The sly wapiti come out of the nearby mountains after dark and gorge themselves on crops. And then they leave again before the sun comes up. So, hunters never get a chance to shoot any of them, said French – who is also a Republican member of the Wyoming Senate.
“These night raiders are so smart, they’ve been doing this for so many years,” he told Cowboy State Daily.
‘You’re Welcome To Try’
Over the years, French said that he and some of his neighbors have welcomed hunters on to their properties to take a crack at the night raiders. The hunters almost always leave empty-handed and frustrated.
“When people come out and ask permission to hunt elk here, I’ll say ‘Yeah, but you’re not going to catch one. They’re always gone before daylight. You’re welcome to come sit out on the end of the fields, but you’re chances of getting an elk are slim to none,’” French said.
The night raider elk have gotten so good at evading hunters, they can even take cues from a distance, he added.
“I can step out of the house, an hour or two before sunrise, and I can hear them out there, talking to each other,” French said – referring to the chirping sounds that elk sometimes make to communicate.
“But if I hear a pickup coming up the road, the main county road, they just go silent and leave. They’ve figured out if that they stick around, they’ll get shot, so they leave. It’s an amazing thing,” he added.
Numbers Have Grown
The night raider elk herd apparently travels about “six or eight miles” each direction between the Heart Mountain area and crop fields between Cody and Powell, French said.
And perhaps because they’re so good at avoiding hunters, their numbers have grown over the years, he said.
“I would say it started about 15 years ago. They would start coming in about mid-August. There wasn’t huge amount of elk at first – 50, maybe 75. But lately it seems there’s been 250 or 300 of them coming in,” French said.
French, along with his daughter and son-in-law, have hundreds of acres of crops, including malt barley and hay. On just their places alone, he estimates that the night raiders have been doing “thousands and thousands of dollars in damage every year.”
“When you get a herd of 300 elk going across a barley field, they trash it,” he said.
The trick of moving only during the dark has evidently been passed down through generations of ever-growing numbers of elk, he added.
“They’ve been doing it for so long, all the elk in the herd know what to do,” he said.
Is ‘Lethal Take’ The Answer?
French brought up the night raiders during a recent meeting of the Wyoming Legislature’s Joint Agriculture, State and Public Lands and Water Resources Committee, of which he’s a member.
The committee and Wyoming Game and Fish Department officials were discussing what to do about an overabundance of elk in some parts of Wyoming.
In some instances, where public hunting isn’t effective, the state can issue “lethal take” permits to landowners, Game and Fish Chief Game Warden Rick King told the committee. Those permits allow wildlife agents or contractors to kill elk on private land. Under some circumstances, the killing might be allowed at night, King said.
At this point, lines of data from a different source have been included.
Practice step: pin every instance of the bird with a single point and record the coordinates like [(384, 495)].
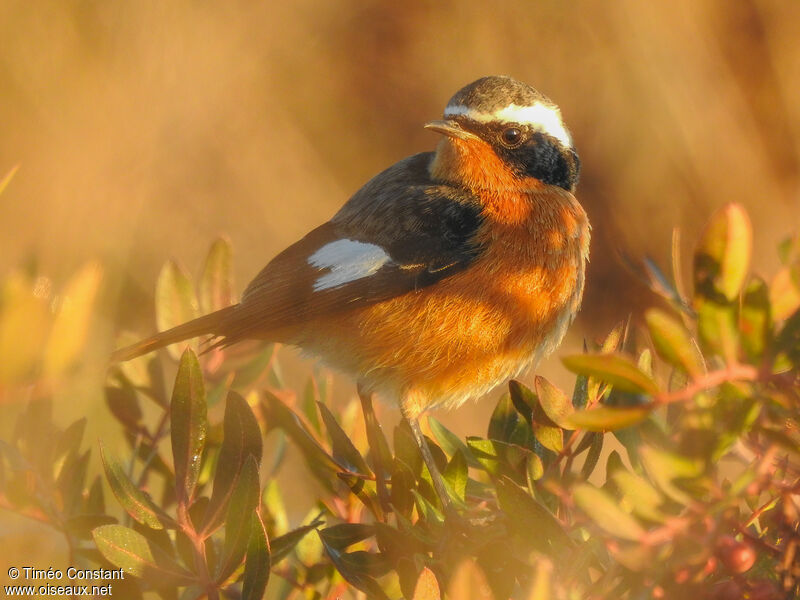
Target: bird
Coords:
[(445, 275)]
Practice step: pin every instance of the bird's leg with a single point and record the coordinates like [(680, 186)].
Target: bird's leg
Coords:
[(436, 477), (376, 445)]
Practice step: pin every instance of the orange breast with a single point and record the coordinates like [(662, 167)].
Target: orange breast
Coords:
[(462, 336)]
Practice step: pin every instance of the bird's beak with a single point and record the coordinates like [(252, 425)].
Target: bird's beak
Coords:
[(450, 128)]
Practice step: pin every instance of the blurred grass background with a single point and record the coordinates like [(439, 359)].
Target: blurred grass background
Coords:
[(145, 129)]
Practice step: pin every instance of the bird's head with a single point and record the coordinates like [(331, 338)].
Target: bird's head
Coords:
[(502, 133)]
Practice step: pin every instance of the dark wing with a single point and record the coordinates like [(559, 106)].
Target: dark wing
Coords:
[(398, 233)]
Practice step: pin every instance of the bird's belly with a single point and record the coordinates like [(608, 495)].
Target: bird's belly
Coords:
[(456, 340)]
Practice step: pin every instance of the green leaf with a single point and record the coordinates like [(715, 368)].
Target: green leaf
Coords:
[(554, 402), (137, 556), (615, 369), (402, 482), (528, 515), (503, 421), (281, 546), (605, 511), (70, 327), (545, 431), (755, 323), (595, 448), (216, 282), (427, 587), (672, 341), (189, 425), (124, 405), (69, 441), (320, 463), (135, 502), (644, 499), (353, 569), (71, 480), (784, 292), (580, 393), (242, 439), (664, 468), (542, 581), (534, 469), (278, 519), (551, 438), (345, 453), (455, 476), (722, 258), (342, 535), (608, 418), (257, 562), (243, 503), (449, 441), (716, 324), (175, 301)]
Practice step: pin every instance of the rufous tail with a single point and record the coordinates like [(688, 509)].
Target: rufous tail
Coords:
[(210, 324)]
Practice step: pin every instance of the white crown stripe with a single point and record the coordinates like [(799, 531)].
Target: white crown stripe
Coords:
[(542, 117)]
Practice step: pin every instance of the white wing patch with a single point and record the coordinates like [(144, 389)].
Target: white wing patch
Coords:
[(348, 260), (543, 117)]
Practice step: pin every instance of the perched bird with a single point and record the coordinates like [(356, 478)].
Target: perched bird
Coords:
[(445, 275)]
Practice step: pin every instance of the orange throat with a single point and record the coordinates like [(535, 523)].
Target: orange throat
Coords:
[(474, 165)]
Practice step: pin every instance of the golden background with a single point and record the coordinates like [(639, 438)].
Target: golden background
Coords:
[(143, 130)]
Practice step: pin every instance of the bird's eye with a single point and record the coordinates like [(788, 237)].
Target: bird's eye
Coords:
[(511, 136)]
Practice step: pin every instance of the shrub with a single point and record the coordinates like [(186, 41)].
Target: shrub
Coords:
[(671, 470)]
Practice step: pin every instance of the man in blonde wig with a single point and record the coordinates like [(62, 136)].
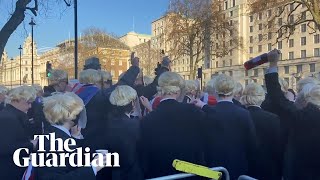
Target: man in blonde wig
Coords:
[(172, 131), (302, 157), (229, 130), (14, 130)]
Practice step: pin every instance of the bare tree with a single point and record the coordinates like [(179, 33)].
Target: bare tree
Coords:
[(190, 22), (282, 17)]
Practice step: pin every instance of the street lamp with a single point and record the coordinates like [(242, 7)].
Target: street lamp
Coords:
[(11, 73), (32, 23), (20, 48)]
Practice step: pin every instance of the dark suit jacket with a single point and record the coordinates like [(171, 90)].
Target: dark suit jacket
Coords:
[(267, 127), (302, 156), (172, 131), (121, 136), (62, 173), (230, 138), (14, 135)]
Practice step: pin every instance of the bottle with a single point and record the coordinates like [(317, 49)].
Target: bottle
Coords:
[(257, 61)]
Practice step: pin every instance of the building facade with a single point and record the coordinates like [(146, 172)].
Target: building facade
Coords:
[(132, 39), (11, 67)]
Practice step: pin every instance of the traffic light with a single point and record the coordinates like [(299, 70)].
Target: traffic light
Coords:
[(48, 69)]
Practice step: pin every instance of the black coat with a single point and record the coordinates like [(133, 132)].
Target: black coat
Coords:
[(267, 127), (121, 136), (302, 156), (172, 131), (62, 173), (230, 139), (14, 135)]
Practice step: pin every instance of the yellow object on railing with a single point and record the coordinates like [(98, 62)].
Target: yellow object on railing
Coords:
[(196, 169)]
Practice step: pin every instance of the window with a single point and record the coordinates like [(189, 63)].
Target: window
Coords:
[(291, 42), (299, 68), (303, 53), (269, 35), (256, 72), (280, 21), (303, 27), (260, 37), (260, 16), (280, 45), (251, 28), (260, 48), (304, 15), (291, 19), (303, 41), (316, 52), (286, 79), (291, 55), (231, 13), (269, 47), (312, 67), (316, 39), (250, 50), (286, 69)]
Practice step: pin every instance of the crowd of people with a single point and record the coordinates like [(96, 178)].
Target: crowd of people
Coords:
[(268, 133)]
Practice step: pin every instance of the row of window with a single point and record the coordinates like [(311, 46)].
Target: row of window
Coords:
[(303, 53), (312, 68), (303, 40)]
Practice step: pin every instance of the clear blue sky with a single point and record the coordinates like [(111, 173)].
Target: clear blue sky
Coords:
[(115, 16)]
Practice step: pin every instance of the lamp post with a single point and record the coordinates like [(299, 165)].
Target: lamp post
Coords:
[(32, 23), (11, 73), (20, 48)]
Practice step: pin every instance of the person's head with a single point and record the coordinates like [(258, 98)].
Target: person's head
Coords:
[(92, 63), (304, 81), (191, 88), (106, 79), (38, 89), (171, 85), (224, 86), (3, 92), (210, 88), (90, 76), (21, 97), (238, 91), (62, 109), (147, 80), (122, 98), (284, 85), (291, 95), (253, 94), (59, 80)]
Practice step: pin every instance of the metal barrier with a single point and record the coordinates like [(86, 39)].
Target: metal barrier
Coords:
[(184, 175), (245, 177)]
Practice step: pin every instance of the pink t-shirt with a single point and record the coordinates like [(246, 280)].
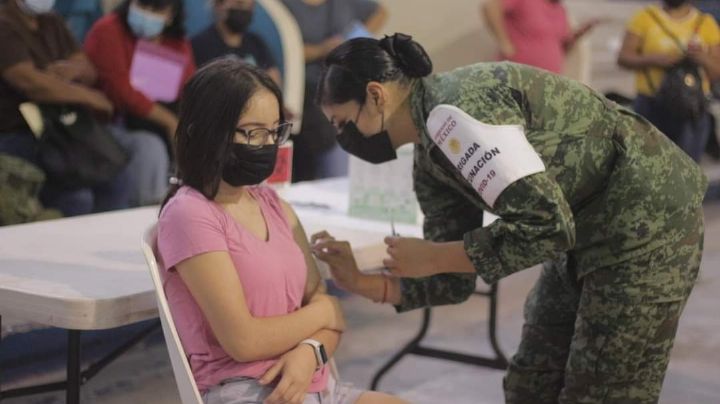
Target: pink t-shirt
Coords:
[(273, 275), (537, 29)]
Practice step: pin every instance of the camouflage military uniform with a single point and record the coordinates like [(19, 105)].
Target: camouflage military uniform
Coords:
[(617, 214)]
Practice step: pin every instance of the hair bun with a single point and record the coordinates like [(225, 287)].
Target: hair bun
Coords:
[(409, 55)]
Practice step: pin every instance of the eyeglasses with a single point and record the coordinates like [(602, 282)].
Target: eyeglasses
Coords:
[(258, 137)]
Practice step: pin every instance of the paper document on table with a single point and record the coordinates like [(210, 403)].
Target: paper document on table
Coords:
[(157, 71), (384, 191)]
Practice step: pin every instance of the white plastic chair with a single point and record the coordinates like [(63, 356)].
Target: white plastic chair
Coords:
[(184, 379), (187, 388)]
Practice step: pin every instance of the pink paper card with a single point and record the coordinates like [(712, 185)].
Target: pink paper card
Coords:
[(157, 71), (282, 175)]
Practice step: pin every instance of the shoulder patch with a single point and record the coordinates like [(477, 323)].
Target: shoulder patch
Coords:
[(489, 157)]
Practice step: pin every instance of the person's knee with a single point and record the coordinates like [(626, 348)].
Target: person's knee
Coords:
[(536, 371)]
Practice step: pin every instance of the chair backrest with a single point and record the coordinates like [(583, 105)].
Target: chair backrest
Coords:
[(187, 388)]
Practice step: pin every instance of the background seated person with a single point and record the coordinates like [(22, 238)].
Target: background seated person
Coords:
[(228, 35), (41, 62), (111, 45)]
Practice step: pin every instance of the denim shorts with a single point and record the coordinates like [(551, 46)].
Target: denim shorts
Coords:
[(246, 390)]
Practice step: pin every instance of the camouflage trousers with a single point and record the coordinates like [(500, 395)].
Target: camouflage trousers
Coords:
[(605, 338)]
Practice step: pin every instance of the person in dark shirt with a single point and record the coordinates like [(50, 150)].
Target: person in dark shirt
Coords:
[(229, 36), (41, 62)]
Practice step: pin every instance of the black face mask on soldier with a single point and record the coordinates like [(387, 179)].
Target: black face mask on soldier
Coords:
[(238, 20), (249, 166), (374, 149)]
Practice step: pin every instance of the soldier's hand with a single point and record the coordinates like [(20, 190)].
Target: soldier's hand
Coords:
[(339, 257), (411, 257)]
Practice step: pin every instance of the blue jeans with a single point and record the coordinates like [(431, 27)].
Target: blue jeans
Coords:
[(690, 136), (108, 196)]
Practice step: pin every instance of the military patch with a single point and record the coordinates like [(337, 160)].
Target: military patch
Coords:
[(489, 157)]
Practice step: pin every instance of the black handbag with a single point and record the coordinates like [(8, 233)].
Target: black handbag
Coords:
[(681, 94), (75, 151)]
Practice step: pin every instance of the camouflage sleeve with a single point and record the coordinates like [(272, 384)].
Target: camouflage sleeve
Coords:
[(437, 201), (536, 222)]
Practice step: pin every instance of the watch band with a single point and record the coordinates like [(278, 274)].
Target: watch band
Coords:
[(319, 349)]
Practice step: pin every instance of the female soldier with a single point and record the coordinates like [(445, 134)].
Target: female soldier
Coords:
[(575, 179)]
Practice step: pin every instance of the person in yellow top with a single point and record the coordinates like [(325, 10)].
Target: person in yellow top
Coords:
[(657, 38)]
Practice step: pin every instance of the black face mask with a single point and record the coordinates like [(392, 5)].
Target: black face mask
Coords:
[(674, 3), (246, 166), (238, 20), (375, 149)]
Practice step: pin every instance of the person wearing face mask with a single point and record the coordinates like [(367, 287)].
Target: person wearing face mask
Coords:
[(40, 62), (650, 48), (533, 32), (579, 183), (324, 25), (111, 45), (242, 286), (229, 36)]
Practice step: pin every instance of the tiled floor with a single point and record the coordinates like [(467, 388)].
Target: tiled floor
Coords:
[(144, 375)]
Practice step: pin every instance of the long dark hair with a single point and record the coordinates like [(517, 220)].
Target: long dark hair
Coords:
[(210, 105), (176, 29), (350, 66)]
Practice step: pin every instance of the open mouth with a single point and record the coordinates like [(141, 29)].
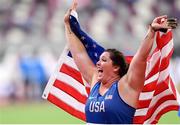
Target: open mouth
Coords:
[(100, 71)]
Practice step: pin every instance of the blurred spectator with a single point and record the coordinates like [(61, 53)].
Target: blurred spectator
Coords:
[(34, 75), (35, 28)]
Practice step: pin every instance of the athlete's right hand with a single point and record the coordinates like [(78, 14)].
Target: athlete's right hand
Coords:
[(73, 7)]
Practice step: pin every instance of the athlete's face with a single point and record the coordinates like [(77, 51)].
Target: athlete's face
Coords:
[(105, 67)]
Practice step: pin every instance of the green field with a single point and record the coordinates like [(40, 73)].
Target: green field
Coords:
[(47, 113)]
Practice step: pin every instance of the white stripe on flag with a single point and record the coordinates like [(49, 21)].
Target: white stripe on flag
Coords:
[(167, 49), (67, 99), (141, 112), (146, 95), (161, 107), (69, 80), (151, 79)]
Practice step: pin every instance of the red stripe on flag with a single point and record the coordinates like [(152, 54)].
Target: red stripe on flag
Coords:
[(70, 90), (163, 111), (162, 86), (154, 70), (173, 87), (165, 61), (150, 87), (163, 39), (61, 104), (141, 119), (144, 103), (158, 103), (71, 72)]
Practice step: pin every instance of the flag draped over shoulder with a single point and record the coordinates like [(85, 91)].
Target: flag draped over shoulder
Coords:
[(68, 90)]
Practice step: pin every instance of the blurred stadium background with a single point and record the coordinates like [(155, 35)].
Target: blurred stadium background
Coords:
[(32, 39)]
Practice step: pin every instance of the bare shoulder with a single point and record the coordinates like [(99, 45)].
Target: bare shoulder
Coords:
[(94, 79), (128, 94)]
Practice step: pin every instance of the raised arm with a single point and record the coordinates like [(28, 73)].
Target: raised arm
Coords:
[(136, 72), (80, 56)]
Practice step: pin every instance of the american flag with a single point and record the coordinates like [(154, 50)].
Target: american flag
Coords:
[(68, 90)]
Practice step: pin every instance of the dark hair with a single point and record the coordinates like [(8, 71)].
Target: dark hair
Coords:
[(118, 59)]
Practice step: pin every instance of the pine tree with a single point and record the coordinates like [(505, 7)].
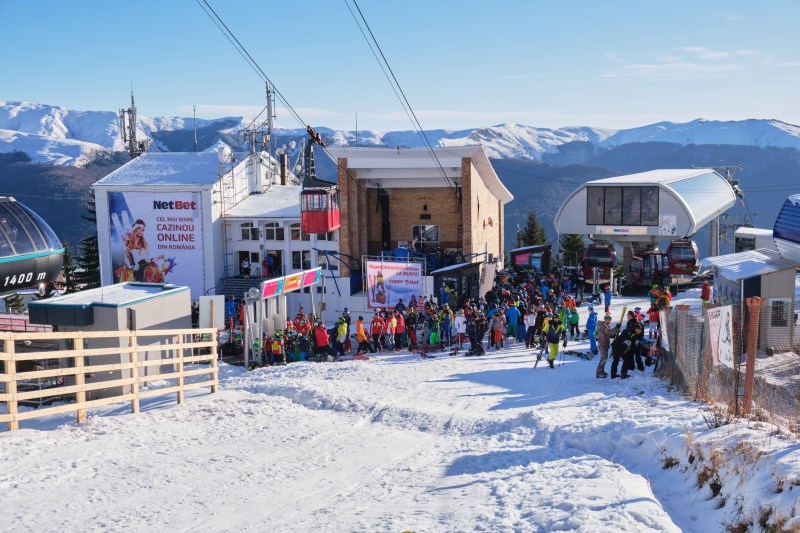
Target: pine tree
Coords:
[(68, 269), (88, 277), (533, 233), (571, 248)]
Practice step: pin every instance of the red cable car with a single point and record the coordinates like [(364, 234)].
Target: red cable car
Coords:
[(600, 256), (319, 199), (683, 258)]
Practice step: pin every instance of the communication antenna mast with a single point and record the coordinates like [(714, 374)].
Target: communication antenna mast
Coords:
[(127, 130)]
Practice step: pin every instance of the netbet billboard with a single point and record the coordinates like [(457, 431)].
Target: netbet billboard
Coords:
[(156, 238)]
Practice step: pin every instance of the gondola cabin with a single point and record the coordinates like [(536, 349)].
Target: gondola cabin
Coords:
[(648, 268), (319, 211), (786, 231), (30, 252), (600, 256), (683, 258)]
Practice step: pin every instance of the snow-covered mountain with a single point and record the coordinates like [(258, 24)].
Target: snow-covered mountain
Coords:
[(52, 134)]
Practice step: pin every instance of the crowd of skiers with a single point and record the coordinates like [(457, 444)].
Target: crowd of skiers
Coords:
[(539, 310)]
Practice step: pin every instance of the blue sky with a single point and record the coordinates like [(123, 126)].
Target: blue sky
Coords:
[(461, 63)]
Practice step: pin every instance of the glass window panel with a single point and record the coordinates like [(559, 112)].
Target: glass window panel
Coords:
[(30, 224), (594, 206), (613, 205), (14, 231), (649, 206), (631, 206)]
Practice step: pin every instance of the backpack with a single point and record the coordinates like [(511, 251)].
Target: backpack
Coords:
[(553, 335)]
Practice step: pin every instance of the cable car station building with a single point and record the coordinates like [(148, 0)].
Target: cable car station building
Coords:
[(397, 197), (640, 210)]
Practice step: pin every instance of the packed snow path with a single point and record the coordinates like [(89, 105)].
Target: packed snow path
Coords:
[(392, 444)]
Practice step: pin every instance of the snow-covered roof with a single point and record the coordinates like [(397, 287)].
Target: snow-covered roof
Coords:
[(117, 295), (279, 201), (418, 162), (746, 265), (166, 169)]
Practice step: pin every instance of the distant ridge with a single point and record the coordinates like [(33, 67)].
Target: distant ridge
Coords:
[(60, 136)]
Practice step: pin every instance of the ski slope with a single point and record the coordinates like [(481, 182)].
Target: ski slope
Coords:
[(396, 443)]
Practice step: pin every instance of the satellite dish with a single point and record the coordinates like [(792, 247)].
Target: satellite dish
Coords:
[(224, 154)]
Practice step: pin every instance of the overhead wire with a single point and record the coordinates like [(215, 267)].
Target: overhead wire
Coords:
[(214, 16), (415, 121)]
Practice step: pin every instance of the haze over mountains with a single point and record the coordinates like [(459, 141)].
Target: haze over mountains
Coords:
[(68, 150)]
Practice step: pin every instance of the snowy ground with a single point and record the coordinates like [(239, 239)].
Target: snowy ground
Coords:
[(401, 443)]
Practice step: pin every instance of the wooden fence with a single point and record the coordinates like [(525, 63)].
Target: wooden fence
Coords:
[(182, 341)]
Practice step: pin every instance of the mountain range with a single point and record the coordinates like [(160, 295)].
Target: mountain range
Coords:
[(55, 135), (50, 155)]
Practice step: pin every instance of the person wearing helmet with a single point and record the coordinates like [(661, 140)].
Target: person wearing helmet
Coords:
[(591, 328)]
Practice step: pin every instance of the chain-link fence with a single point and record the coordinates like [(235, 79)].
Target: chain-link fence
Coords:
[(744, 357)]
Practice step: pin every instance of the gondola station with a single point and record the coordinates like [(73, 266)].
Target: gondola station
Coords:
[(640, 211)]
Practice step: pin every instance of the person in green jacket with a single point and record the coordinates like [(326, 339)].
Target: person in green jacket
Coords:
[(555, 334)]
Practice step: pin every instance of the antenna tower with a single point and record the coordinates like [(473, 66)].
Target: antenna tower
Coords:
[(127, 130)]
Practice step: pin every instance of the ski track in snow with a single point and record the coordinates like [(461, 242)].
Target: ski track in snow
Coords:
[(392, 444)]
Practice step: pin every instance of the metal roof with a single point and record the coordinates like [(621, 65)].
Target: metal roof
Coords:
[(746, 265), (166, 169), (279, 202)]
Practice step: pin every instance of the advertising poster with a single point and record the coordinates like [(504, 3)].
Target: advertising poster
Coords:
[(720, 323), (156, 237), (389, 281)]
French said he might consider applying for lethal take permits. However, he doesn’t want to cut down local elk herds too far either.
“I don’t mind feeding some elk. I hunt elk too and I like eating elk. I like just watching them too. You don’t want to shoot them all, because you don’t want to negatively affect the opportunities for local hunters. But when the numbers coming into the crops get excessive it really starts to hit your pocketbook,” French said.